Free rotation of sigma bonds; diastereomer formation; thermodynamic and kinetic products

Question

For the reaction of 1,3-butadiene with DBr (D = heavy hydrogen), I found that several possible products could be formed.

Kinetic products

A pair of enantiomers is formed. One of the pi bonds attacks the heavy proton and the leaving group, bromide anion, comes back around to take care of the allylic carbocation. Because the bromide can attack from both above and below the plane of the carbocation, both enantiomers are formed.

Thermodynamic products

2) Now, because there is resonance, the carbocation possesses partial primary allylic carbocation character. As a result, bromide anion may also attack at a different position. This results in an internal alkene - the more stable alkene (the Zaitsev alkene).

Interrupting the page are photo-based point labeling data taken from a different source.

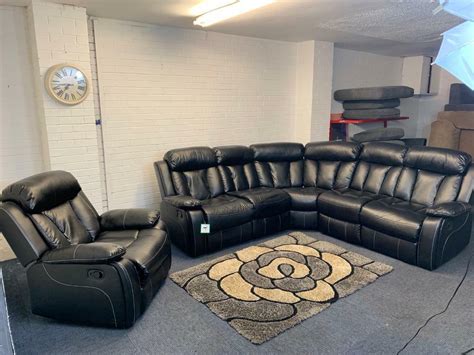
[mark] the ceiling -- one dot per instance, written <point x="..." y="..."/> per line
<point x="389" y="27"/>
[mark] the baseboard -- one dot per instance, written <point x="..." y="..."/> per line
<point x="6" y="340"/>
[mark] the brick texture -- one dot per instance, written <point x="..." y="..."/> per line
<point x="59" y="34"/>
<point x="20" y="142"/>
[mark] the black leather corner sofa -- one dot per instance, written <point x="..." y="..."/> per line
<point x="82" y="267"/>
<point x="407" y="202"/>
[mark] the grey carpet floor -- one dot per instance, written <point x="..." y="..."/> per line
<point x="380" y="318"/>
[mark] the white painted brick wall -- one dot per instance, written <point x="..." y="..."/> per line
<point x="60" y="35"/>
<point x="97" y="114"/>
<point x="20" y="142"/>
<point x="322" y="90"/>
<point x="163" y="88"/>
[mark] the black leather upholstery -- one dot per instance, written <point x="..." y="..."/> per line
<point x="42" y="192"/>
<point x="394" y="217"/>
<point x="406" y="202"/>
<point x="227" y="211"/>
<point x="266" y="201"/>
<point x="135" y="218"/>
<point x="81" y="267"/>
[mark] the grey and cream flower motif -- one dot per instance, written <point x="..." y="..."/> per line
<point x="265" y="289"/>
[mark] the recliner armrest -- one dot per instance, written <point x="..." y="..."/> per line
<point x="183" y="202"/>
<point x="448" y="209"/>
<point x="135" y="218"/>
<point x="91" y="253"/>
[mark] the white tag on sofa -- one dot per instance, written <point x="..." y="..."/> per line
<point x="205" y="228"/>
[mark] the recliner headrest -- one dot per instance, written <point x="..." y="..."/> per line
<point x="332" y="151"/>
<point x="383" y="153"/>
<point x="43" y="191"/>
<point x="193" y="158"/>
<point x="278" y="151"/>
<point x="233" y="155"/>
<point x="439" y="160"/>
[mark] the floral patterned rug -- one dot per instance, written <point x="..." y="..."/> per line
<point x="263" y="290"/>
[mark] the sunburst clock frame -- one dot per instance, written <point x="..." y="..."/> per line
<point x="67" y="83"/>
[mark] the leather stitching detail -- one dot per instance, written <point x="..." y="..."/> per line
<point x="131" y="287"/>
<point x="124" y="216"/>
<point x="75" y="249"/>
<point x="81" y="286"/>
<point x="450" y="234"/>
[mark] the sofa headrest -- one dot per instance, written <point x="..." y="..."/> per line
<point x="193" y="158"/>
<point x="43" y="191"/>
<point x="278" y="151"/>
<point x="383" y="153"/>
<point x="233" y="155"/>
<point x="332" y="151"/>
<point x="438" y="160"/>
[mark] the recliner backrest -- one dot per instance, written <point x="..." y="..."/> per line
<point x="379" y="169"/>
<point x="236" y="167"/>
<point x="194" y="172"/>
<point x="56" y="205"/>
<point x="436" y="174"/>
<point x="330" y="165"/>
<point x="279" y="164"/>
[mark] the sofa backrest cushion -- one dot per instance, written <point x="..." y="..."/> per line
<point x="279" y="164"/>
<point x="330" y="165"/>
<point x="189" y="159"/>
<point x="57" y="206"/>
<point x="194" y="172"/>
<point x="438" y="160"/>
<point x="437" y="174"/>
<point x="236" y="168"/>
<point x="379" y="168"/>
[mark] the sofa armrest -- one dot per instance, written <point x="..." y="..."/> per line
<point x="183" y="202"/>
<point x="91" y="253"/>
<point x="135" y="218"/>
<point x="448" y="209"/>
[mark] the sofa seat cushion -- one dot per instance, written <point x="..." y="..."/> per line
<point x="344" y="204"/>
<point x="227" y="211"/>
<point x="304" y="198"/>
<point x="393" y="216"/>
<point x="267" y="201"/>
<point x="146" y="248"/>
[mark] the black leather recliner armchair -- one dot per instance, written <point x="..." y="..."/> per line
<point x="406" y="202"/>
<point x="82" y="267"/>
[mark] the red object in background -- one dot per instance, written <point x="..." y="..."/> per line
<point x="336" y="119"/>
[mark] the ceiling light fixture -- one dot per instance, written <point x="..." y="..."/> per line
<point x="209" y="5"/>
<point x="232" y="10"/>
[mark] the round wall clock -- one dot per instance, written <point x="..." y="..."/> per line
<point x="67" y="84"/>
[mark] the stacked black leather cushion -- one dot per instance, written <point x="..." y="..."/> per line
<point x="372" y="102"/>
<point x="461" y="98"/>
<point x="409" y="203"/>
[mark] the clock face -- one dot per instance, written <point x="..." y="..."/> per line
<point x="67" y="84"/>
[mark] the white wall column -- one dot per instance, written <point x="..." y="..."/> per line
<point x="314" y="90"/>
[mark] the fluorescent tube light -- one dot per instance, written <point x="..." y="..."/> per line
<point x="229" y="11"/>
<point x="209" y="5"/>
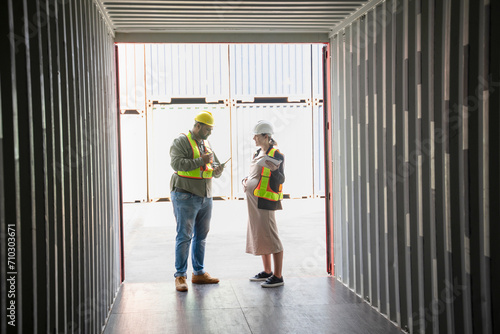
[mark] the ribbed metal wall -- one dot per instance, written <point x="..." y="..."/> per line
<point x="415" y="147"/>
<point x="59" y="175"/>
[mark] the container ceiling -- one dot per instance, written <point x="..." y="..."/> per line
<point x="233" y="17"/>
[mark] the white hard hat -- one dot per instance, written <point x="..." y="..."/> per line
<point x="263" y="127"/>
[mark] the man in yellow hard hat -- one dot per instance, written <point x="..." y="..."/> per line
<point x="194" y="164"/>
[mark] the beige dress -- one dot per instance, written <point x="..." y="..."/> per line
<point x="262" y="232"/>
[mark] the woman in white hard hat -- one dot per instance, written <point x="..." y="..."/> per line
<point x="263" y="187"/>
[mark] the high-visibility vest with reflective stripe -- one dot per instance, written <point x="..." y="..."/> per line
<point x="203" y="172"/>
<point x="263" y="189"/>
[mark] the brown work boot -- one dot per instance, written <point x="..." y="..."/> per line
<point x="204" y="279"/>
<point x="180" y="283"/>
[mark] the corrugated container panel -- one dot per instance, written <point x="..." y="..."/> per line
<point x="317" y="71"/>
<point x="201" y="70"/>
<point x="275" y="70"/>
<point x="133" y="153"/>
<point x="132" y="81"/>
<point x="415" y="116"/>
<point x="186" y="71"/>
<point x="293" y="132"/>
<point x="60" y="195"/>
<point x="165" y="123"/>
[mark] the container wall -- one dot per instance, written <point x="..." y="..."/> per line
<point x="415" y="121"/>
<point x="173" y="81"/>
<point x="59" y="186"/>
<point x="290" y="71"/>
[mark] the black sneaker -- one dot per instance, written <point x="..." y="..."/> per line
<point x="273" y="282"/>
<point x="262" y="276"/>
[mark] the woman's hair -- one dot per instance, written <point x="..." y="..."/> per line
<point x="272" y="142"/>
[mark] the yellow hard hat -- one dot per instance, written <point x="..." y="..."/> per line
<point x="205" y="117"/>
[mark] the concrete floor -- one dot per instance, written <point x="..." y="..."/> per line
<point x="309" y="302"/>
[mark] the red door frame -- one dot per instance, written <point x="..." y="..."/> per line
<point x="327" y="114"/>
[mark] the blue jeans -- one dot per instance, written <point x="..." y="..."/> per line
<point x="192" y="214"/>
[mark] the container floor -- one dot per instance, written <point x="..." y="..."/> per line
<point x="311" y="301"/>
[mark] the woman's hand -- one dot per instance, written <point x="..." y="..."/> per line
<point x="271" y="166"/>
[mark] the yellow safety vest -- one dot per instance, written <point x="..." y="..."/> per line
<point x="203" y="172"/>
<point x="263" y="189"/>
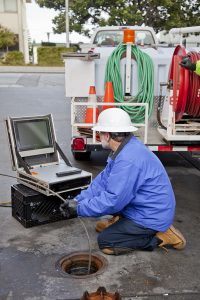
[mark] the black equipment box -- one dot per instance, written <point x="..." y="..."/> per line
<point x="31" y="208"/>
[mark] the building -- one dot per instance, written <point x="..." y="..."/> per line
<point x="13" y="17"/>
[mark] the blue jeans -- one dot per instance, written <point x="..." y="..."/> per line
<point x="125" y="236"/>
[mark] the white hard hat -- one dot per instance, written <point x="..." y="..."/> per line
<point x="114" y="120"/>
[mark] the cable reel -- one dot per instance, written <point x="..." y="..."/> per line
<point x="186" y="85"/>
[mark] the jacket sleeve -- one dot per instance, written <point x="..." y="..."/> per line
<point x="197" y="71"/>
<point x="119" y="191"/>
<point x="95" y="188"/>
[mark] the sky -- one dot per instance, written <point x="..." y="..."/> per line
<point x="39" y="23"/>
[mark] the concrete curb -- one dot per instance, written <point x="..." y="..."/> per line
<point x="30" y="69"/>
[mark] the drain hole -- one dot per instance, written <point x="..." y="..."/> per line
<point x="79" y="268"/>
<point x="76" y="265"/>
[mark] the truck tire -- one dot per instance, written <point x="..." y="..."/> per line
<point x="82" y="155"/>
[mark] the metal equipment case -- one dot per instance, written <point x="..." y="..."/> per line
<point x="35" y="156"/>
<point x="31" y="208"/>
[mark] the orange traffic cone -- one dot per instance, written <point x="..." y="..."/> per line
<point x="89" y="110"/>
<point x="109" y="95"/>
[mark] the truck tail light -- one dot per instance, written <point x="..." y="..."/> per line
<point x="78" y="144"/>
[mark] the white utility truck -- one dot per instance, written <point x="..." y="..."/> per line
<point x="162" y="99"/>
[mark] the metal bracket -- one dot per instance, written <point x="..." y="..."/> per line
<point x="24" y="164"/>
<point x="83" y="56"/>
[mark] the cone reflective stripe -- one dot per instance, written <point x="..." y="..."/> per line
<point x="109" y="95"/>
<point x="89" y="110"/>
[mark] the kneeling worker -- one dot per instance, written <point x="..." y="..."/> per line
<point x="134" y="187"/>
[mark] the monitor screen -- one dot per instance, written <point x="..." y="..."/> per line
<point x="33" y="134"/>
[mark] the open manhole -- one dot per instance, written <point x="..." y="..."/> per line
<point x="76" y="265"/>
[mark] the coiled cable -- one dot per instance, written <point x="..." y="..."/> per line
<point x="145" y="71"/>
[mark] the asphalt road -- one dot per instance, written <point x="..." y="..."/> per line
<point x="27" y="256"/>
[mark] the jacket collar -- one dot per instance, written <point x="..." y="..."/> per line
<point x="113" y="155"/>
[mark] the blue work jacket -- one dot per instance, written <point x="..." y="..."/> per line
<point x="133" y="184"/>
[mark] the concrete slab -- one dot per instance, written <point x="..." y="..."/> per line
<point x="28" y="256"/>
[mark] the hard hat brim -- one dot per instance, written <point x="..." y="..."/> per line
<point x="114" y="129"/>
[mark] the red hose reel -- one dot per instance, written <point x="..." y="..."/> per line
<point x="186" y="85"/>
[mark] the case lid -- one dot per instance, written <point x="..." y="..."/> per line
<point x="32" y="141"/>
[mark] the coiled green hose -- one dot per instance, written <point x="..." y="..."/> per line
<point x="145" y="81"/>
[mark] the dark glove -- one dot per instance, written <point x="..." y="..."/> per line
<point x="69" y="209"/>
<point x="187" y="64"/>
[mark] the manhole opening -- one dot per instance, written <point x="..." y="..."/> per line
<point x="76" y="265"/>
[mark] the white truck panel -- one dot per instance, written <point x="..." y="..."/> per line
<point x="79" y="76"/>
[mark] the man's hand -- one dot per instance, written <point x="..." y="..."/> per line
<point x="187" y="64"/>
<point x="69" y="209"/>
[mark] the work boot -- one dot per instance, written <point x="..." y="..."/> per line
<point x="172" y="237"/>
<point x="108" y="251"/>
<point x="103" y="224"/>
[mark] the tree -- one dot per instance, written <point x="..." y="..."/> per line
<point x="158" y="14"/>
<point x="7" y="38"/>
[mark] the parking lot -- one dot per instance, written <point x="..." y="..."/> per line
<point x="28" y="256"/>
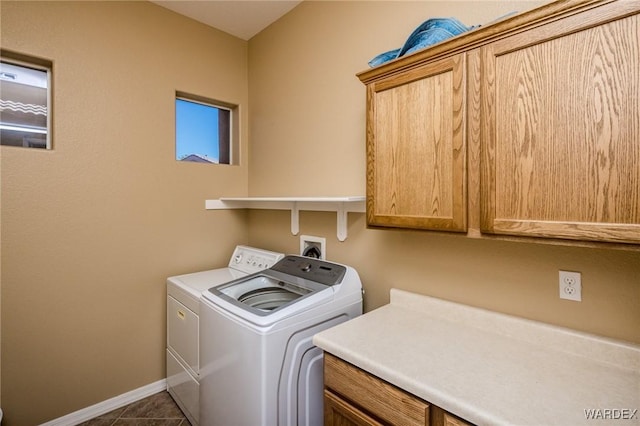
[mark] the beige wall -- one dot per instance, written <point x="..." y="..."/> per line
<point x="308" y="136"/>
<point x="91" y="229"/>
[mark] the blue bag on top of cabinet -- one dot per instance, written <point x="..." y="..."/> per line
<point x="430" y="32"/>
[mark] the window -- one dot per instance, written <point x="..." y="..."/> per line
<point x="25" y="115"/>
<point x="205" y="130"/>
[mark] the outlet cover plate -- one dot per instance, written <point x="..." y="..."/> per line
<point x="570" y="285"/>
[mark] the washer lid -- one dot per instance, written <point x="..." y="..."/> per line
<point x="265" y="292"/>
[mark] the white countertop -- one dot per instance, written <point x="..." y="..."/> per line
<point x="490" y="368"/>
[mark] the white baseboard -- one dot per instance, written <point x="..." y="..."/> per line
<point x="104" y="407"/>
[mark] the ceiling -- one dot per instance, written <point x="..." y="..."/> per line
<point x="241" y="18"/>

Diastereomers are formed as well because single bonds can rotate, and the partial, terminal double bond can be "flipped" upward in the resonance depiction (I know that resonance depictions do not exist independently; hence "partial"). This allows the Z alkene to be formed in addition to the E alkene, as illustrated by my mechanism.

Questions

1) Are the products all valid and correctly categorized?

2) Is the E and Z isomer each produced, and in the way I think both are produced?

Answer 1

You have only considered reaction from the s-trans (here the prefix "s" is used to describe the arrangement of substituents around the central "single" bond) conformation of 1,3-butadiene, where the 2 double bonds are in a trans relationship about the central single bond. The s-trans conformation is in equilibrium with the s-cis conformation. The s-cis conformation can also react to produce the terminal olefin, but also (by the mechanism you described) it can react to produce the z 2-butene as one of its kinetic products. Hence, all 3 butenes (1-butene and e and z 2-butene) can be formed as the kinetic products.